Pleite - und doch kein Härtefall

05.12.2013 | Prenzlau

Einen neuen Vorschlag zur Finanzierung des Kita-Personals in der Uckermark hat die CDU/Bauern-Fraktion überraschend dem Kreistag vorgelegt. Darin verlangen die Christdemokraten eine Überarbeitung der sogenannten Härtefallregelung für die freien Träger von Kindertagesstätten. Eine Ungleichbehandlung der freien Kitas untereinander soll aufgehoben werden. Der Vorschlag der CDU sieht vor, dass der Kreis die gesamtwirtschaftliche Situation einer in Not geratenen Einrichtung betrachtet, um zusätzliche finanzielle Hilfe bei den Personalkosten zu leisten. Außerdem soll das durch eine Absenkung der Zuschusspauschalen entstandene Defizit ausgeglichen werden.


Mit dem Vorschlag sucht die CDU einen Ausweg aus der anhaltenden Finanzdiskussion mit freien Kita-Trägern in der Uckermark. Weil die Verwaltung selbstständig die von ihr zu zahlenden Durchschnittssätze für Erzieher zwischenzeitlich generell abgesenkt hatte, kommen einige private Betreiber zunehmend in Bedrängnis. Denn gleichzeitig gab es Tariferhöhungen für das Personal, das die Einrichtungen nicht weiterreichen konnten.

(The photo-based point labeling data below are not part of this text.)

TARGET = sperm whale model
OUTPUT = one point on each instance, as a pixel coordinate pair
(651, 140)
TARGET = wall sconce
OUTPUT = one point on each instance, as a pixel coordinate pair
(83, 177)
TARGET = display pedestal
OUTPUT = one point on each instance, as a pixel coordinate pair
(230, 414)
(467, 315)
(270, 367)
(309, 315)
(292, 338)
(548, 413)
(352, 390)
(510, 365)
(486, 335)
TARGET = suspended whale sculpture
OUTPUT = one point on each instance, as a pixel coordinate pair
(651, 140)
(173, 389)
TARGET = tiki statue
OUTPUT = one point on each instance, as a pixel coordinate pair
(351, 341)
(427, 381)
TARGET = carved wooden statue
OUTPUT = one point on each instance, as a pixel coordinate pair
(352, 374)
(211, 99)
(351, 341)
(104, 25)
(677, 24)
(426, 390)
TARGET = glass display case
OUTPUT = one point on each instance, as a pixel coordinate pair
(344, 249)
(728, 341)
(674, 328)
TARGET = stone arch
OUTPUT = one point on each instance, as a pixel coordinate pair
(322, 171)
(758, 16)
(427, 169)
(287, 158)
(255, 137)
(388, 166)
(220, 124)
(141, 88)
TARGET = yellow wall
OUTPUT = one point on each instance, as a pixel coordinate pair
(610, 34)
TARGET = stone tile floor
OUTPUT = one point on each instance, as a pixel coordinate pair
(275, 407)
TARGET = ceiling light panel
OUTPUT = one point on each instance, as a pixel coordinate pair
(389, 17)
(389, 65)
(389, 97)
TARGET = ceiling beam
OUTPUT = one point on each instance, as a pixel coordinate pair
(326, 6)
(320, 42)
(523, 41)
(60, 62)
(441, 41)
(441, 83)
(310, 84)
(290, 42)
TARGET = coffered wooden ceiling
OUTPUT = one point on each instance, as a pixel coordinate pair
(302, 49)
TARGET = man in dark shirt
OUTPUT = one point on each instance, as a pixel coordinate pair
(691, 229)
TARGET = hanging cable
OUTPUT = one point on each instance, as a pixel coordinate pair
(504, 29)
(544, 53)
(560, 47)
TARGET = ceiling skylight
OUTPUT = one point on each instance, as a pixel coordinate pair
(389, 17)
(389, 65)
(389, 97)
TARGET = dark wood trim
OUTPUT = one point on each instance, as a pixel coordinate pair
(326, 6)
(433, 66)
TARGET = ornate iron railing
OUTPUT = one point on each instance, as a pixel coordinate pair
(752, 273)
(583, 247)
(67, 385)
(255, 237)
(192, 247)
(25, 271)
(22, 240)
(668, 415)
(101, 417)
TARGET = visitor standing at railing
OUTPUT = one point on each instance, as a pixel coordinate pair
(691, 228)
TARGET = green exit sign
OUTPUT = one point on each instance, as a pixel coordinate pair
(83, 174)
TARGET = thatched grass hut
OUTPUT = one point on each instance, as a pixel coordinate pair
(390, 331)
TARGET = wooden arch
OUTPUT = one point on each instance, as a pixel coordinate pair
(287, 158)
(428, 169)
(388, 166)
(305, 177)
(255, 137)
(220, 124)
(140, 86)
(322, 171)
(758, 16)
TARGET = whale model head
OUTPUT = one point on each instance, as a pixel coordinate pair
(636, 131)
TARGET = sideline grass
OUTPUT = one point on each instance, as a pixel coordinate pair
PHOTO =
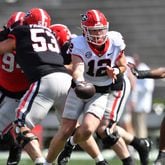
(113, 161)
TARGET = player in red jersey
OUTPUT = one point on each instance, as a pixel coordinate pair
(38, 55)
(13, 84)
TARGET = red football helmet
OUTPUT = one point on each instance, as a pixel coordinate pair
(62, 32)
(95, 27)
(37, 16)
(16, 16)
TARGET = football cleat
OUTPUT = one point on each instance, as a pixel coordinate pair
(104, 162)
(14, 155)
(160, 161)
(144, 149)
(65, 155)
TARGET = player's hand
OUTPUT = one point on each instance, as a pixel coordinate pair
(133, 69)
(111, 73)
(84, 90)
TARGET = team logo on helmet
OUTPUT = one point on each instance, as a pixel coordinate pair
(84, 17)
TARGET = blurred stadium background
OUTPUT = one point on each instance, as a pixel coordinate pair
(142, 23)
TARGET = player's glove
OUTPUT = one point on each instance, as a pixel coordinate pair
(6, 30)
(134, 70)
(84, 90)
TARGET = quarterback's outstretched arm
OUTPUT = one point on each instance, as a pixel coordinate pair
(156, 73)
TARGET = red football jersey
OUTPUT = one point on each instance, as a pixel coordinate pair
(12, 77)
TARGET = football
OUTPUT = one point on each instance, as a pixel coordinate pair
(85, 90)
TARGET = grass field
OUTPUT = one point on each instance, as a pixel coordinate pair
(80, 158)
(74, 162)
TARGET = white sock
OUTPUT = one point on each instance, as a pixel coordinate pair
(99, 158)
(40, 160)
(72, 141)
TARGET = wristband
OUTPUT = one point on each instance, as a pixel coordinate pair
(116, 70)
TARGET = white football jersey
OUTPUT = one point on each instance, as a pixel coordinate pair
(95, 64)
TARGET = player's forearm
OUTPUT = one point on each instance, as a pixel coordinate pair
(155, 74)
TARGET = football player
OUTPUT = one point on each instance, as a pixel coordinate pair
(13, 84)
(38, 55)
(64, 156)
(93, 61)
(156, 73)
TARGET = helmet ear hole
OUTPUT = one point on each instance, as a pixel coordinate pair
(95, 27)
(37, 16)
(62, 33)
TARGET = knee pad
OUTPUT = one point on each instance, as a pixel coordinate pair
(23, 139)
(111, 138)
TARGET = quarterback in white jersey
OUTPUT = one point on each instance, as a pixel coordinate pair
(97, 58)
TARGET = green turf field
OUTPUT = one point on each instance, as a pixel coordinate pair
(114, 161)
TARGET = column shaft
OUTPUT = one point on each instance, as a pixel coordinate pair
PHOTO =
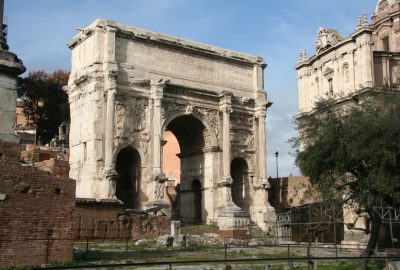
(109, 142)
(226, 151)
(157, 136)
(262, 148)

Um besondere Härtefälle zu vermeiden und keinen Träger in den Ruin zu treiben, hatten sich die kooperierenden Fraktionen von SPD, CDU und FDP auf eine Regelung geeinigt, bei der Betroffene einen zusätzlichen Ausgleich beantragen konnten. Doch scheint genau das nicht zu funktionieren. Denn der bewilligte Zuschuss gleicht die entstandene Differenz nicht aus. Die Rede ist von roten Zahlen in kleinen Betrieben. "Eine Kita kann durch die Zuschusskürzung zwar insolvent werden, aber dennoch kein Härtefall sein", heißt es im CDU-Antrag.

Mittlerweile war das Thema wieder im Jugendhilfeausschuss hochgekocht. Dessen Mitglieder zeigten sich überrascht, dass der Landkreis auf Tariferhöhungen bei Erziehern nicht von sich aus reagiert hatte. Außerdem konnten betriebswirtschaftlich arbeitende Einrichtungen nicht monatelang die Differenzen vor sich herschieben, ohne genau zu wissen, ob sie die Beträge auch im Nachgang erstattet bekämen.

Die Verwaltung spart durch die Senkung der Personalkostenpauschale Gelder in Millionenhöhe. Sie beruft sich auf eine Erhebung im Landkreis, wonach möglicherweise aufgrund geringerer Dienstjahre niedrigere Tarifstufen ausgezahlten werden. Pikanterweise hat sie jedoch im Haushalt des Kreises keine Verminderung der Ausgaben, sondern sogar eine Erhöhung einstellen und von den Abgeordneten absegnen lassen. Darauf stieß der CDU-Abgeordnete Hans-Otto Gerlach. "Es war also für die Verwaltung offensichtlich, dass die Tarifsteigerungen im Haushalt zu berücksichtigen waren", so seine Kritik. Gerlach spricht von einer Täuschung der Abgeordneten und von einem Willkürakt der Verwaltung durch Zurückhaltung der Mittel.

Der zuständige Beigeordnete Frank Fillbrunn (FDP) verteidigt die Behörde. Es sei aufgrund schwankender Kinderzahlen schwierig, genaue Prognosen im Vorfeld zu treffen. Er gab aber auch zu, dass eine Anspruchsprüfung grundsätzlich schwierig durchzuführen sei.

Der Antrag der CDU wurde nun in den Jugendhilfeausschuss zur weiteren Diskussion verwiesen.

Quelle: Dieser Artikel erschien in der Märkischen Oderzeitung.